Já me encontro fora da China! EE! Mas vamos voltar no tempo um pouquinho e continuar o relato pequinês.
No quinto dia foi o dia Nacional da China, ou seja, loucura total, principalmente em Beijing. Mesmo assim, resolvemos passear pelo Summer Palace (como se já não bastasse o imperador ter uma cidade proibida no meio da cidade, ainda tinha um palácio de verão! Muito mimadinho, não? Hahahah..)

O lugar estava lotado cheio de chineses. Acho que de todos os lugares em que eu já estive, foi o lugar com mais chineses por metro quadrado
. Vocês conseguem encontrar o Michael na foto?

Mas ainda sim, valeu a pena o passeio. Que pessoa não se sentiria inspirada passando o verão em um lugar como este?

Não vou dizer que a chinesada não respeita a sinalização e sobe em qualquer lugar, pois eu também resolvi subir para ver o que tinha do outro lado: nada de mais, só mais um palácio.

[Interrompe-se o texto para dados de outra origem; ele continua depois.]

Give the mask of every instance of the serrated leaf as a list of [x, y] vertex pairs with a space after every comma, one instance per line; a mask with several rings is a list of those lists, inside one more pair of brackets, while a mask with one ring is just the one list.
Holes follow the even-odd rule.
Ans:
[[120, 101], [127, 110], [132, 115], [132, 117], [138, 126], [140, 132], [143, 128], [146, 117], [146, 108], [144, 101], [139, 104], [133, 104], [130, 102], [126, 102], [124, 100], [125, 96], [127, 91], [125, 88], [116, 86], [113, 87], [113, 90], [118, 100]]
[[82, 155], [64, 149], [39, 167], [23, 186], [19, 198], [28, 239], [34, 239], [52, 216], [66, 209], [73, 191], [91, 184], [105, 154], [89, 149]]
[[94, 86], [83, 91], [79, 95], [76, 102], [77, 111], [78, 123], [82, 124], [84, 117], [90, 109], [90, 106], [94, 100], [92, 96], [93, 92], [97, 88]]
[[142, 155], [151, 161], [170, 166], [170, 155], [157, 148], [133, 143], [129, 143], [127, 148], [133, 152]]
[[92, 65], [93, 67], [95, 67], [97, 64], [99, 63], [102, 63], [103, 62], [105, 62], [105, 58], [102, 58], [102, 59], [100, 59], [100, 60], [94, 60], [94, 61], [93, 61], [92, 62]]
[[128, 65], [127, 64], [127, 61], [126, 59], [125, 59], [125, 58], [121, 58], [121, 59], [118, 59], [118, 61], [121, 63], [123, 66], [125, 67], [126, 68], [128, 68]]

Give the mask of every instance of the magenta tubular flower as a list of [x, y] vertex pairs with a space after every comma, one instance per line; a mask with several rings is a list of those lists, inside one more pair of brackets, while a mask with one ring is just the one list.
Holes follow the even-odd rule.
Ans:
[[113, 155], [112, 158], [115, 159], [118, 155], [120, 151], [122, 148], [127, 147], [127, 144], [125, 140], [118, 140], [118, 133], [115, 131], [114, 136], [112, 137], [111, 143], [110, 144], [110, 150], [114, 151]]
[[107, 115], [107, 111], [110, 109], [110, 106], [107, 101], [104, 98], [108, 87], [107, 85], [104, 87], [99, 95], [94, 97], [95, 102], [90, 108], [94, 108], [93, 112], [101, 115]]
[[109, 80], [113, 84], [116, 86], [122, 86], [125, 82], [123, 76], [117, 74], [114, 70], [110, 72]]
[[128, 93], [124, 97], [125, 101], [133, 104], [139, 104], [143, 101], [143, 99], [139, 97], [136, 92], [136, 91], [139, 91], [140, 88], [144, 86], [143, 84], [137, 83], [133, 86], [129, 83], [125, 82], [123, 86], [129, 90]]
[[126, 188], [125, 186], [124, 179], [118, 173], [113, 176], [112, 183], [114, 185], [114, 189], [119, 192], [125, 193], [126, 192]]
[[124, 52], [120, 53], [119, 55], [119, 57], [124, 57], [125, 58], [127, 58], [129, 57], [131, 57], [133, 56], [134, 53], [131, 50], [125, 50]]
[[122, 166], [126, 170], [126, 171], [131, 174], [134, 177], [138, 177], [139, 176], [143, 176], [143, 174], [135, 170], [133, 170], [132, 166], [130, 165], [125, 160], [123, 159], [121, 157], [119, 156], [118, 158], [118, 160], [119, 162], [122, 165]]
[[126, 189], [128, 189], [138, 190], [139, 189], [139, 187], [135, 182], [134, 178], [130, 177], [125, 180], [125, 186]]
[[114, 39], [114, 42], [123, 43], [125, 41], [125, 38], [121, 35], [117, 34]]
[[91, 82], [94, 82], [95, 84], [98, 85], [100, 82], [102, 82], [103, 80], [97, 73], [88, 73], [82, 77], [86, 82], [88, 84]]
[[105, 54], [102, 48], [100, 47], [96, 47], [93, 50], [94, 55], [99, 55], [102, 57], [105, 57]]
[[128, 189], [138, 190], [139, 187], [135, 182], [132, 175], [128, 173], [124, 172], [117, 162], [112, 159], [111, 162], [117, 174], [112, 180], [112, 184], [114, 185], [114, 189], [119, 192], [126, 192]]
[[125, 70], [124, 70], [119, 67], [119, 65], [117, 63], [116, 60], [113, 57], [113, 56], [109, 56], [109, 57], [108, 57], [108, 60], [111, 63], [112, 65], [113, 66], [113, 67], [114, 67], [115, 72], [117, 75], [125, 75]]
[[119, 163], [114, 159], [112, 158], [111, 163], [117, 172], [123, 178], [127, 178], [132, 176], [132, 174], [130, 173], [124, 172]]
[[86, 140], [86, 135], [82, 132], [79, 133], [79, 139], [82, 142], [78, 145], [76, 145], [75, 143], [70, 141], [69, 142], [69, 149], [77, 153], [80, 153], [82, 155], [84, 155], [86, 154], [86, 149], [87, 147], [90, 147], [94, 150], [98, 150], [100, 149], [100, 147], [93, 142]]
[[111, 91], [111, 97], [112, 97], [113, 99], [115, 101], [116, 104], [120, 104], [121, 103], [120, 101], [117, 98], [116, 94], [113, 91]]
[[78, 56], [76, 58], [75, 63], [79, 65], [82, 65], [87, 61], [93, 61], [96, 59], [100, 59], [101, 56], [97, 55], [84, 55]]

Depois de muito caminhar entre os chineses, encontramos um cantinho sossegado, com vários banquinhos e senhoras de mais idade cantando agradavelmente.
A noite comemos pato pequinês, e fomos ao bar com um amigo espanhol, que era meu ex-colega de apartamento de Beijing. Mas não tenho mais fotos do dia, aliás, de mais nenhum outro, pois no dia seguinte, e último dia em Beijing, resolvemos relaxar e passar a tarde em um Starbucks, já que o Michael precisava trabalhar um pouco nos seus projetos freelance.
Ontem, depois de 6 meses, finalmente terminamos a nossa aventura chinesa. Posso dizer que saímos na hora certa, pois já estávamos ficando estressados com a “atitude chinesa”.
Por exemplo, na primeira noite no hotel de Beijing, eu perguntei à moça da recepção se ela poderia chamar um táxi para o sábado de manhã, o dia que iríamos para a Muralha. Ela disse que sim, me deu um papel para anotar o dia e o horário, e beleza. Na noite seguinte, eu fui até a MESMA e perguntei do táxi. Ela agiu como se nunca tivesse falado comigo antes e me deu um outro pedaço de papel para anotar o horário do táxi, e disse que na manhã seguinte, quando ele chegasse, ligaria no quarto avisando. Eu e o Michael achamos aquilo mega bizarro, pois ela não deve falar com muitas bananas acompanhadas de estrangeiros altos, barbudos, cabeludos e branquelos, para completamente esquecer deles no dia seguinte. Mas tudo bem, ainda bem que avisamos de novo, e fomos para o quarto dormir. Na manhã seguinte, às 6h30, eu e o Michael já estávamos arrumados e descemos até a recepção para esperar. Perguntei do táxi para o outro chinês que estava trabalhando na recepção. Ele disse que não tinha conseguido pedir e sugeriu que fossemos até a avenida principal para procurar algum.
Tudo bem que o meu mandarin não é grande coisa e a gente conseguiu pegar um táxi na avenida principal esperando um pouquinho, mas eles não podiam simplesmente dizer que não podiam chamar um táxi, ou nos ligar antes das 6h30 da manhã, avisando que não deu para chamar um? E se a gente tivesse ficado no quarto, esperando a tal da ligação?
Não foi o único episódio de mal entendido que tivemos por aqui, e eu não acho que isso seja consequência do meu mandarin ruim, acredito que tudo isso seja falta de “gingado”. É engraçado dizer isso, mas eu sinto falta do famoso jeitinho brasileiro, o pensamento rápido e a arte do improviso.
É claro que os chineses são muito mais que isso. Conhecemos algumas pessoas tão amáveis que nos faziam esquecer completamente desses pequenos causos. E morar na China foi exatamente isso, uma montanha-russa de emoções, que recomendo para qualquer pessoa que queira se aventurar em uma experiência loucamente incrível.
E para quem estava curioso, nesta madrugada chegamos em:

SIEM REAP – CAMBODIA!
Aguardem pelas próximas aventuras!
Os dias alcoólicos de Anitão continuam! Uhul!